TSMC Capacity Bottleneck Hits AI Chip Supply - Broadcom Weighs in

TSMC's production capacity is expected to limit AI chip supply, according to Broadcom. Specifically, TSMC is struggling to meet demand for AI chips, causing strain on supply chains.

TSMC's production capacity has emerged as a critical bottleneck for the AI chip supply chain in 2026, with AVGO director Natarajan Ramachandran describing it as "effectively constraining and choking the supply chain". The constraints center on TSMC's advanced 3nm node, used for Broadcom's custom ASIC designs including Google TPU chips, as well as CoWoS (Chip on Wafer on Substrate) advanced packaging capacity that is essential for high-performance AI processors.

Broadcom CEO Hock Tan disclosed that the company has already secured capacity for leading-edge wafers, high-bandwidth memory, and substrates through 2026-2028, with customers now entering three- to four-year long-term agreements to lock in supply. TSMC has guided capital expenditure of $52-56 billion for FY2026, much of it targeting CoWoS expansion, but demand continues to outstrip available capacity. Additional chokepoints have emerged in laser components and printed circuit boards, compounding the supply squeeze.

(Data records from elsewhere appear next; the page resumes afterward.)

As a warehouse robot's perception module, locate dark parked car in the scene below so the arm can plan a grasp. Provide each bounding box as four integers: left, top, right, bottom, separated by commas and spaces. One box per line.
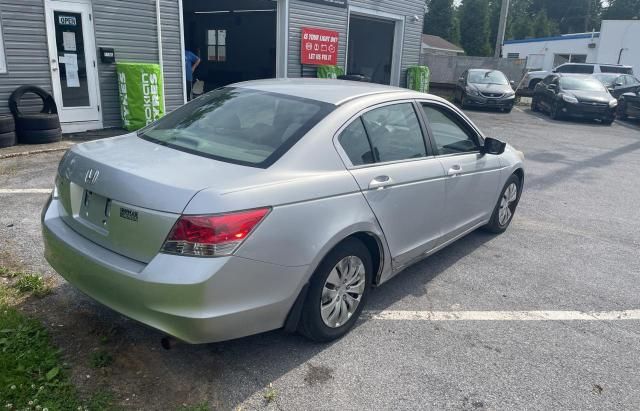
593, 73, 640, 98
618, 90, 640, 120
531, 74, 618, 125
454, 69, 516, 112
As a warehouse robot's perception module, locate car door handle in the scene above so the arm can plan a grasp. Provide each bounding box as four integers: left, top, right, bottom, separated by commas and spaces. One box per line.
369, 176, 393, 190
448, 165, 462, 177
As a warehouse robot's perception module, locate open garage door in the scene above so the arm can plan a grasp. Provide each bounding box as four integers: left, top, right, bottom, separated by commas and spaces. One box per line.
183, 0, 278, 92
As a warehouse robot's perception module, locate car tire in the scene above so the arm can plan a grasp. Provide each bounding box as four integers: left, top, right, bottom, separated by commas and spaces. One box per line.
18, 128, 62, 144
16, 113, 60, 131
0, 116, 16, 134
531, 97, 540, 113
483, 174, 522, 234
298, 238, 373, 342
0, 131, 17, 148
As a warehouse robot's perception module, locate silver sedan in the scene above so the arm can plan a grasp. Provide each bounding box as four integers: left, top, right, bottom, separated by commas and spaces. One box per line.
42, 79, 524, 343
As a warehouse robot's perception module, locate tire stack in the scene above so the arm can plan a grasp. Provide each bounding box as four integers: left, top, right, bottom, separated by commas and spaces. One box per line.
9, 86, 62, 144
0, 116, 17, 148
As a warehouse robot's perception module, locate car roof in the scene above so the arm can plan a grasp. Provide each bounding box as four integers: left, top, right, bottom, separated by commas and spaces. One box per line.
229, 78, 424, 106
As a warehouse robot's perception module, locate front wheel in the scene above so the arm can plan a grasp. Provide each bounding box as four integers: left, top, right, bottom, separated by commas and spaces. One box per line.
298, 239, 373, 342
484, 174, 522, 234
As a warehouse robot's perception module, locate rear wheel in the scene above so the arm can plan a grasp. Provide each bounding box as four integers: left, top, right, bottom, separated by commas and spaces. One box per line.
298, 239, 373, 342
484, 174, 522, 234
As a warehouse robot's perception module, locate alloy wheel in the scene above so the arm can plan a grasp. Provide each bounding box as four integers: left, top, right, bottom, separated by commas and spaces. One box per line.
320, 256, 366, 328
498, 183, 518, 226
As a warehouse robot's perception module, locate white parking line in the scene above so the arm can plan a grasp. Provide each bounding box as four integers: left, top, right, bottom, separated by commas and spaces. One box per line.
363, 310, 640, 321
0, 188, 53, 194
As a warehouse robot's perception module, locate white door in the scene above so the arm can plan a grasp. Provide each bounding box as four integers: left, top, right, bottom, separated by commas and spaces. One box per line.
45, 0, 101, 123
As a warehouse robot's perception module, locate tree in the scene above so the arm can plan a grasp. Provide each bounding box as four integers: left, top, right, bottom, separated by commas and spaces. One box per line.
460, 0, 492, 56
604, 0, 640, 20
422, 0, 454, 41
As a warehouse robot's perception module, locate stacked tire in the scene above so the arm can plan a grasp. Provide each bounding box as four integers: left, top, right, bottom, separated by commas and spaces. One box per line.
0, 116, 17, 148
9, 86, 62, 144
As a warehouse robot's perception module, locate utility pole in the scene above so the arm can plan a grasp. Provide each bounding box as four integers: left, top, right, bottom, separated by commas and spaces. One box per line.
493, 0, 509, 58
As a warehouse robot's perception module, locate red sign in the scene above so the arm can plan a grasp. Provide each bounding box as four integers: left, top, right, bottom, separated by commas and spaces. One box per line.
300, 27, 339, 66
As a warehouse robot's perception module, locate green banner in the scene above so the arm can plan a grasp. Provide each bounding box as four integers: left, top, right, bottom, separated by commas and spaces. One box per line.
317, 66, 344, 79
116, 63, 164, 131
407, 66, 431, 93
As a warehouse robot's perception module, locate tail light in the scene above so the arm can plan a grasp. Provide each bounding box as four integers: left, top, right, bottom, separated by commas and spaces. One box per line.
162, 208, 271, 257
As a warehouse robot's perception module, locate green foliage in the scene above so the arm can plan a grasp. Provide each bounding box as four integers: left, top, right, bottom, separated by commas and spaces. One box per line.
15, 274, 51, 298
91, 350, 113, 368
423, 0, 454, 42
0, 305, 116, 411
460, 0, 492, 56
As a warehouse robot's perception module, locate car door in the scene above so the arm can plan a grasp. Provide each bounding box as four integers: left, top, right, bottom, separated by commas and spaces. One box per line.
421, 102, 502, 242
337, 101, 445, 269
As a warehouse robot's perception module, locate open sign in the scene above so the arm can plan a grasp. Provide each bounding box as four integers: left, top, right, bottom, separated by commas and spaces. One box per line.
58, 16, 77, 26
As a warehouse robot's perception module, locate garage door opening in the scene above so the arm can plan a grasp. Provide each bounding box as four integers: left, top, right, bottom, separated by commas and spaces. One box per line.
347, 15, 396, 84
183, 0, 278, 92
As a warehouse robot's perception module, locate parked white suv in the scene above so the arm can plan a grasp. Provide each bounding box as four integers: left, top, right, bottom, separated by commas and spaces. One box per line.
518, 63, 633, 92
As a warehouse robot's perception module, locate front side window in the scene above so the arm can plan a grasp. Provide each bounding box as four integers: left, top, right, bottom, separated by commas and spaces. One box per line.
138, 87, 335, 168
362, 103, 427, 162
338, 118, 375, 166
422, 104, 480, 155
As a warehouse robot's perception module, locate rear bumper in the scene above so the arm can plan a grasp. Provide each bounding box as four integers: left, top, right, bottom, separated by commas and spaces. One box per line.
42, 196, 308, 343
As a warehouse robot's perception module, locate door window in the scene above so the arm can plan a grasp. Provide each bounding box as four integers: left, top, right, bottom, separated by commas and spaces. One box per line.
422, 104, 480, 155
338, 118, 375, 166
362, 103, 427, 162
54, 11, 91, 107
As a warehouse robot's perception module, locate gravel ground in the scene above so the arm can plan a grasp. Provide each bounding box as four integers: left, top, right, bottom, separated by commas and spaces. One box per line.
0, 108, 640, 410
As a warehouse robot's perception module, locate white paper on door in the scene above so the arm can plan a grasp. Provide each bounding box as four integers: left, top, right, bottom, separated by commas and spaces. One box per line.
59, 54, 80, 88
62, 31, 77, 51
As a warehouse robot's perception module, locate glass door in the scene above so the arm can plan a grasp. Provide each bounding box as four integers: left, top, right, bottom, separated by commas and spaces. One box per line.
46, 1, 100, 123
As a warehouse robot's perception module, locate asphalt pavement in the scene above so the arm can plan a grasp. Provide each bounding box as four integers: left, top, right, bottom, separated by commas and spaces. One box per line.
0, 108, 640, 410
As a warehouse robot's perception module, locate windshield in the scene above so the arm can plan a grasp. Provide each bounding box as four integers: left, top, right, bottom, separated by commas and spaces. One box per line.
138, 87, 334, 168
594, 74, 620, 86
468, 70, 509, 86
560, 77, 606, 91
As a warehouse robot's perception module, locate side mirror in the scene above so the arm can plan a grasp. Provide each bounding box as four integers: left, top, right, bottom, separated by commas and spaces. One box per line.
482, 137, 507, 156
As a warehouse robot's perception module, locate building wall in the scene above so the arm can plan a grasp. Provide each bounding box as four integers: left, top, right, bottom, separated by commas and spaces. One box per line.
597, 20, 640, 77
288, 0, 424, 85
0, 0, 51, 114
502, 37, 600, 71
0, 0, 183, 127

The bottleneck has significant implications for AI infrastructure buildout timelines. Companies that have not secured long-term supply agreements may face delays in deploying next-generation AI systems, potentially slowing the pace of enterprise AI adoption. For investors, the capacity constraints underscore the strategic value of companies with locked-in TSMC allocations, while raising questions about whether chip demand projections can be fully met in the near term.